If you want to develop a more peaceful relationship with food, it’s almost a necessity to learn and understand your emotional eating motivations. Only then will you be able to engage with your emotions in different, more peaceful ways. And to understand what these emotional eating motivations are, start by studying your food-related emotions. Look at the things you tend to feel emotionally when you experience food cravings. Examine the things you feel when you eat and after you eat. See if you can find any patterns in these observations.

And to study them, of course, you first need to be able to identify what they are. So, if you know that you are feeling something when you eat but don’t know exactly what that something is, how can you figure it out?

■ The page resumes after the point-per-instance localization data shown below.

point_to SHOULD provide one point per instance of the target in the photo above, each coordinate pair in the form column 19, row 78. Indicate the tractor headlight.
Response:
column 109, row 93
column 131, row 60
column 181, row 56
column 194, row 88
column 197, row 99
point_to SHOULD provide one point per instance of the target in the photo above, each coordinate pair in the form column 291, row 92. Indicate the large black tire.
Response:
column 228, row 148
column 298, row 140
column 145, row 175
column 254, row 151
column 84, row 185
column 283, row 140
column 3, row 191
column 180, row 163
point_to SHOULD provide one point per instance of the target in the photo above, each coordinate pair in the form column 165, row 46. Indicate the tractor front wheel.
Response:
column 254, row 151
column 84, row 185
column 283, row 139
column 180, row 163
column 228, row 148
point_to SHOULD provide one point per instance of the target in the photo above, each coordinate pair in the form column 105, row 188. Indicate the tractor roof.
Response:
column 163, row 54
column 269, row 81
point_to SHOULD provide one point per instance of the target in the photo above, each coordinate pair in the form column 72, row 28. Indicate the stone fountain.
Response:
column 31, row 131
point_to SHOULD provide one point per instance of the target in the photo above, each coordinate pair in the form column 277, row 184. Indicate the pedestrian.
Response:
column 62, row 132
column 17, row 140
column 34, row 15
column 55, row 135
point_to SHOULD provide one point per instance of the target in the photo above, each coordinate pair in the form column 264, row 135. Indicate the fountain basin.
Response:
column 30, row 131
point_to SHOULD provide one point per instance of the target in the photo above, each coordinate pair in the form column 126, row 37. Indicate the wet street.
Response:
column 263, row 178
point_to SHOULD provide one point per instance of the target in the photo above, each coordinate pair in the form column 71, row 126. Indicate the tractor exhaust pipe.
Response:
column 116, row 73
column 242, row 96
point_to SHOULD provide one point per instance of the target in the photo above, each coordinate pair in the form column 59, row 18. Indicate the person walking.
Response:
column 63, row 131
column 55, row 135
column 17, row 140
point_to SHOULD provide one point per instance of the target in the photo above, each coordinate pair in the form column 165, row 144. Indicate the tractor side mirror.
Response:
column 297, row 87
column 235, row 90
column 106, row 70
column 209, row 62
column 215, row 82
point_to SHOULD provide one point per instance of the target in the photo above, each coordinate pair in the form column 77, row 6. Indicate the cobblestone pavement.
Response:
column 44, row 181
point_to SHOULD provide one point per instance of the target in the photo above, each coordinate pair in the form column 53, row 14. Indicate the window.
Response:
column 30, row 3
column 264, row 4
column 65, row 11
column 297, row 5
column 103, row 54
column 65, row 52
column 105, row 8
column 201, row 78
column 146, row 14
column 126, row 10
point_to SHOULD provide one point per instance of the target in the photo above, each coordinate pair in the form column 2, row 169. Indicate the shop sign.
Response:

Well, a good place to start is making a food-related emotions chart. It doesn’t have to be anything complicated, just a chart with, say, your meals in rows and the days in columns. Whenever you eat, record the sensations and cues that your body is giving you. Make note of anything that you can figure out about what emotions you are feeling. If your feelings seem to be strong, make note of what you were doing.

Eating Motivations

To create your own emotions chart, utilize specialized tools designed to enhance your comprehension of emotions. A valuable tool for this purpose is a feelings chart, with various options available. One popular format involves three concentric circles, similar to the ‘Feelings Wheel’ above. The inner circle comprises pie slices, each representing a simple, basic emotion like happiness or sadness, distinguished by different colors. The outer circle further refines emotions into more complex and specific categories, color-coded to correspond with the basic emotions at the center. The outermost is divided into still more subtle, color-coded emotional distinctions.

So when you notice that you’re having some kind of food-related feeling, pull out this feelings chart and start in the center. Try to identify the most basic type of emotion that you’re feeling. From there, work your way to the outer circle, staying within the same color. Use the cues your body is giving you to distinguish between the different feelings on different levels of the chart. Learning how to do that can take some practice.

To make that process easier, you can use the Way app. It’s divided into a number of pathways that are designed to help you develop a more harmonious relationship with food. One of these pathways is designed to teach you the skills you need to listen to your feelings and body better. It teaches you how to pick up on the cues and signals your body uses to communicate your feelings about food to you. It helps you figure out what they are trying to tell you about your emotions. As you use the Way app, you’ll get better and better at filling in the entries on your emotions chart.

Looking for Patterns in Your Food-Related Feelings

Once you’ve compiled a substantial emotions chart, spanning at least a few weeks’ worth of entries, leverage it to discern the messages behind your feelings. Accomplish this by identifying patterns on the chart. If you observe specific emotions surfacing consistently at certain times, recall the activities or thoughts during those instances. Investigate whether particular feelings are linked to specific foods or events. By consistently monitoring your emotions related to food and studying them, you will gradually uncover the information you seek.You will find the particular emotions that trigger particular eating behaviors.

Forging a New, Peaceful Relationship with Food

With this information, you can learn how to engage with your emotional eating motivations in a different and more peaceful way. When you do, you’ll find that you eat in an intuitive way more naturally, without harsh restrictive diets and fighting your emotions and natural instincts. And that will also leave you feeling happier and less stressed out.